Tokens can also offer additional value for investors past increased returns and a form of currency. One old example would be Google’s AdWords. It would have been really lucrative to buy a bunch of AdWords back in the early 2000’s because you could run an incredibly effective and cheap marketing campaign compared to today’s prices.
That same theory applies to a majority of the tokens trading on the cryptocurrency markets. The tokens serve some purpose and can bring holders and investors value when products and services are developed going forward.
Many times, investors will get extra value if they hold over a certain amount of tokens. For example, some blockchain networks reward nodes that hold over 1,000 of their tokens by granting them voting rights in project decisions.

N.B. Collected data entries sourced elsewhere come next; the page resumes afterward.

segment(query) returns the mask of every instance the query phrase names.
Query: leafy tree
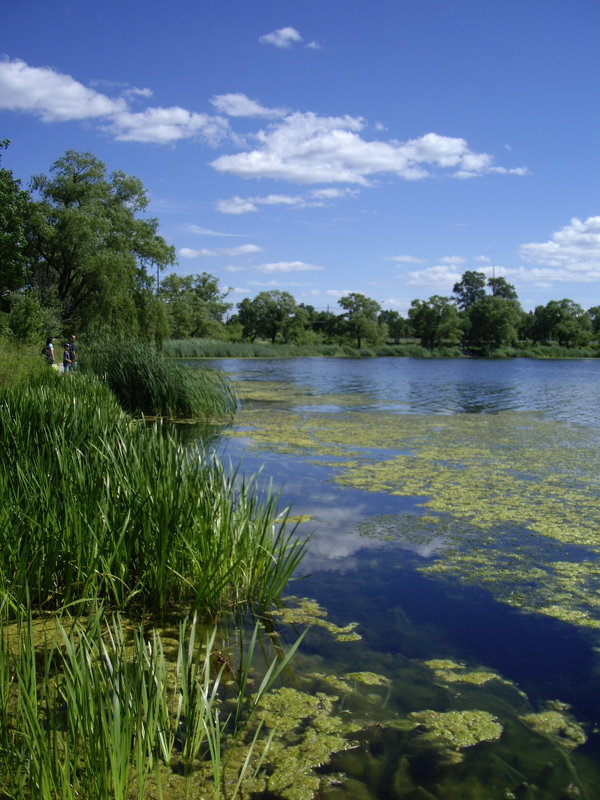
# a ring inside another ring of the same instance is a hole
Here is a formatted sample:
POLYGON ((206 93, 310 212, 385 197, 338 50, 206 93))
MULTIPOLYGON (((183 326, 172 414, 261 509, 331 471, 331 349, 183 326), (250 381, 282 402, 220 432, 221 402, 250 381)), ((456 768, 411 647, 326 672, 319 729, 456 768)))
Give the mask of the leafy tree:
POLYGON ((588 308, 587 313, 592 321, 592 333, 594 336, 600 336, 600 306, 588 308))
POLYGON ((494 297, 502 297, 504 300, 518 299, 517 290, 506 278, 488 278, 487 285, 494 297))
POLYGON ((456 305, 448 297, 433 295, 429 300, 413 300, 408 318, 423 347, 456 345, 462 336, 462 322, 456 305))
POLYGON ((533 312, 531 338, 535 342, 557 341, 562 347, 582 347, 591 337, 590 315, 572 300, 550 300, 533 312))
MULTIPOLYGON (((8 139, 1 140, 0 150, 8 145, 8 139)), ((28 283, 25 224, 30 206, 31 198, 21 189, 20 181, 10 170, 0 169, 0 311, 6 313, 11 292, 28 283)))
POLYGON ((344 328, 356 340, 359 350, 363 339, 371 344, 385 339, 387 328, 378 322, 381 306, 376 300, 358 292, 350 292, 340 297, 338 304, 344 309, 340 315, 345 323, 344 328))
POLYGON ((468 310, 466 341, 481 353, 517 343, 522 310, 515 299, 487 295, 468 310))
POLYGON ((452 291, 456 295, 457 306, 461 311, 466 311, 485 297, 485 275, 483 272, 467 270, 461 280, 454 284, 452 291))
POLYGON ((408 336, 408 324, 398 311, 383 310, 379 314, 379 322, 387 325, 388 333, 396 344, 403 336, 408 336))
POLYGON ((140 180, 106 173, 91 153, 69 150, 50 175, 31 181, 32 280, 42 303, 60 306, 63 325, 137 332, 135 294, 147 291, 149 268, 175 253, 155 219, 140 218, 148 199, 140 180))
POLYGON ((219 279, 208 272, 167 275, 161 283, 160 297, 167 309, 171 336, 222 336, 223 315, 231 308, 231 303, 225 301, 228 294, 229 290, 222 291, 219 279))
POLYGON ((289 292, 273 290, 260 292, 253 300, 245 297, 238 303, 238 320, 242 325, 244 339, 254 341, 257 337, 270 339, 274 344, 278 334, 284 341, 297 312, 296 301, 289 292))

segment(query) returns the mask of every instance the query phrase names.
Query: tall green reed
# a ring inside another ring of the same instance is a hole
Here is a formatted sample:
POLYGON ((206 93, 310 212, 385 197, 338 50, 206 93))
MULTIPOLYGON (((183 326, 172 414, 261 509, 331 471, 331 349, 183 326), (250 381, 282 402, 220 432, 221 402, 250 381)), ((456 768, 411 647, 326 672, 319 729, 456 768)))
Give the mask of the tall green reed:
POLYGON ((206 420, 235 411, 231 385, 220 372, 179 366, 137 340, 95 342, 82 353, 81 368, 104 380, 134 414, 206 420))
POLYGON ((20 603, 216 616, 270 605, 303 554, 275 495, 132 422, 91 377, 0 392, 0 488, 0 580, 20 603))
POLYGON ((251 693, 248 661, 229 680, 216 630, 196 619, 180 623, 172 659, 157 630, 107 623, 99 607, 85 620, 63 615, 45 634, 26 614, 1 632, 12 679, 0 792, 13 800, 139 800, 149 782, 161 791, 175 774, 185 796, 201 785, 202 796, 235 800, 271 741, 253 713, 297 646, 267 661, 251 693))

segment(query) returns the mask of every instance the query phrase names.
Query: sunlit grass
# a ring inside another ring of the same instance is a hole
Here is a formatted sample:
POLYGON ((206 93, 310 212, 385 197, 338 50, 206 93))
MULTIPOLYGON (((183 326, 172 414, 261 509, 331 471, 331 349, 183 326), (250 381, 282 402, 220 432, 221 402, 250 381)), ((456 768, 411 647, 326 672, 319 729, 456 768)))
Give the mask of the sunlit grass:
POLYGON ((133 422, 96 378, 4 389, 0 467, 0 580, 18 603, 214 616, 268 606, 302 556, 274 495, 133 422))
POLYGON ((230 418, 235 411, 231 386, 222 373, 181 367, 140 341, 95 342, 85 349, 80 364, 134 414, 207 420, 230 418))

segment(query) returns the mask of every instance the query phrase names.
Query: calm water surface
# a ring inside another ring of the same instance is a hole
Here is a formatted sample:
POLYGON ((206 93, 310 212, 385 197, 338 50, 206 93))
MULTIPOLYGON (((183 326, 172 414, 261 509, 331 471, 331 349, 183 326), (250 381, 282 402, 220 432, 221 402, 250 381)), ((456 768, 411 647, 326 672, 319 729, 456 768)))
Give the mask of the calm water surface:
MULTIPOLYGON (((573 426, 578 435, 583 430, 597 452, 600 443, 599 360, 307 358, 209 364, 236 382, 275 387, 268 399, 251 402, 264 415, 286 409, 297 414, 305 407, 336 415, 351 397, 353 409, 374 418, 383 412, 400 416, 527 412, 573 426), (318 397, 324 402, 315 406, 318 397)), ((308 637, 302 654, 306 669, 314 668, 314 662, 338 674, 371 670, 387 675, 392 682, 387 712, 397 717, 426 708, 485 708, 506 724, 499 742, 465 749, 457 765, 436 760, 426 748, 415 749, 415 739, 384 728, 365 737, 358 755, 341 756, 334 764, 351 776, 354 788, 332 789, 326 796, 600 798, 596 631, 524 613, 499 602, 481 586, 422 574, 419 567, 443 553, 443 539, 390 543, 360 535, 361 522, 373 517, 422 513, 423 497, 340 486, 333 481, 331 468, 319 464, 318 458, 275 452, 268 445, 257 451, 252 444, 249 432, 247 438, 223 437, 217 449, 234 463, 241 462, 246 472, 260 466, 263 480, 272 479, 281 488, 283 505, 290 504, 295 514, 311 515, 312 538, 303 564, 308 577, 291 587, 293 593, 318 600, 337 624, 358 622, 363 637, 360 643, 346 645, 308 637), (432 658, 498 673, 511 683, 514 696, 504 697, 508 690, 500 683, 491 689, 487 684, 442 689, 422 667, 432 658), (518 699, 515 687, 526 699, 518 699), (570 713, 583 724, 585 746, 561 749, 556 737, 534 736, 516 721, 519 714, 544 710, 548 701, 556 700, 570 705, 570 713)), ((519 541, 516 546, 524 544, 519 541)), ((540 558, 553 562, 566 558, 565 547, 551 539, 536 546, 540 558)), ((569 550, 569 560, 583 560, 576 550, 575 546, 569 550)))

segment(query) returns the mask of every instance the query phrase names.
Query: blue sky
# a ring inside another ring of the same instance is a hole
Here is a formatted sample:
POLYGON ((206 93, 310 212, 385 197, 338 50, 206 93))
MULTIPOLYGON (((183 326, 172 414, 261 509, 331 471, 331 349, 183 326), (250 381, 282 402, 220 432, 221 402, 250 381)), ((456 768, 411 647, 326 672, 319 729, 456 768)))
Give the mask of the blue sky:
POLYGON ((175 271, 406 314, 467 269, 600 304, 598 0, 19 0, 3 166, 142 179, 175 271))

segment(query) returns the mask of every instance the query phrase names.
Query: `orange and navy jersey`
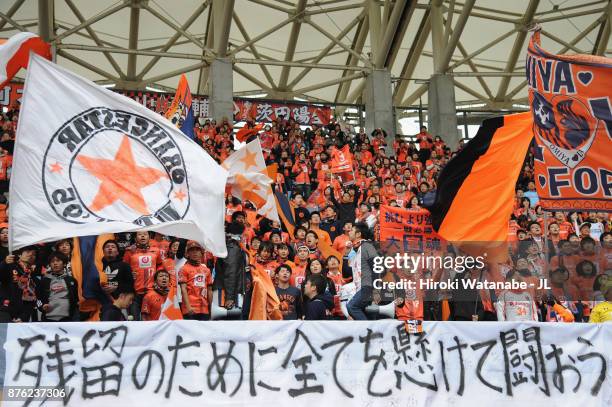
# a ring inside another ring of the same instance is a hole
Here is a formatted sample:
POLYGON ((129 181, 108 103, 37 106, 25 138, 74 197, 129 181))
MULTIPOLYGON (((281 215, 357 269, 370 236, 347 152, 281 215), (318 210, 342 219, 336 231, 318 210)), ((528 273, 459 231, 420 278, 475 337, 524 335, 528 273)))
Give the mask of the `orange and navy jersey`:
POLYGON ((140 310, 143 321, 157 321, 161 314, 161 308, 166 301, 167 295, 162 295, 155 290, 149 292, 142 299, 142 308, 140 310))
POLYGON ((163 267, 161 253, 157 247, 126 250, 123 261, 132 269, 136 294, 144 294, 152 288, 155 272, 163 267))
MULTIPOLYGON (((213 279, 208 267, 204 264, 194 266, 185 264, 179 271, 179 283, 185 284, 189 305, 196 314, 208 314, 208 293, 213 279)), ((185 302, 181 304, 183 313, 187 313, 185 302)))

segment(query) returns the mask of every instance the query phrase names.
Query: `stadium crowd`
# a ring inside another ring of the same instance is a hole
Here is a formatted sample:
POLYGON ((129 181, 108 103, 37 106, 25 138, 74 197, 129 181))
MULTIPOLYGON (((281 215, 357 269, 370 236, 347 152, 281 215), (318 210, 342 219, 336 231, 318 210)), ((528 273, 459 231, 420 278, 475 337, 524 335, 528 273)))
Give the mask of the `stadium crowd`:
MULTIPOLYGON (((226 202, 225 259, 215 259, 193 241, 149 232, 117 233, 103 246, 103 300, 87 311, 72 276, 72 238, 8 251, 8 185, 17 117, 15 110, 0 117, 0 322, 156 320, 171 287, 180 295, 185 319, 209 319, 217 289, 223 290, 223 308, 240 307, 235 318, 248 319, 253 269, 270 277, 283 319, 377 319, 383 315, 368 305, 394 302, 393 317, 400 320, 612 320, 612 218, 607 213, 543 211, 531 155, 516 185, 509 219, 512 253, 503 277, 547 278, 549 288, 417 289, 396 291, 391 298, 377 292, 371 264, 363 259, 381 252, 380 206, 426 210, 435 198, 437 176, 457 151, 425 127, 410 139, 397 136, 388 146, 382 130, 354 132, 336 122, 304 128, 292 119, 268 123, 259 134, 267 163, 278 165, 274 187, 288 197, 295 213, 292 233, 257 215, 251 202, 231 196, 226 202), (353 169, 341 177, 332 173, 331 159, 334 148, 345 145, 353 153, 353 169), (326 247, 339 255, 325 255, 326 247), (342 288, 352 280, 357 293, 343 303, 342 288)), ((232 153, 233 133, 228 120, 206 120, 195 129, 197 143, 218 162, 232 153)), ((442 269, 419 270, 418 275, 483 277, 442 269)))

Tokens are usually generated and distributed to the public markets through an Initial Coin Offering (ICO). ICOs are a form of crowdfunding to raise money supporting the blockchain project and rewarding backers with tokens to ultimately use on the network. Many think of an ICO as a type of IPO when stocks go public, but it’s more like a Regulation A+ raise because the tokens aren’t on an official exchange yet for public trading. ICOs can be a fun interesting way to identify new and upcoming blockchain and cryptocurrency projects.
We mentioned briefly above that tokens can represent various types of different assets and functionalities. Here’s a high-level breakdown of various functions for tokens on a blockchain network:
So you can see there are minor differences between the technicalities of the various terms coin, token, and altcoin. Many people don’t even understand the nuances and use the terms interchangeably.
For the most part, Bitcoin has become a household name and people call it out as its own cryptocurrency. But otherwise, the blanket term for the rest of the cryptos is simply altcoins. As the nuances between tokens and currencies start to develop and take place, there will probably be new distinctions drawn.
But for now, don’t worry when people use various terms. Cryptocurrency still represents the entire tokenized industry and using either coin or token terms is fine.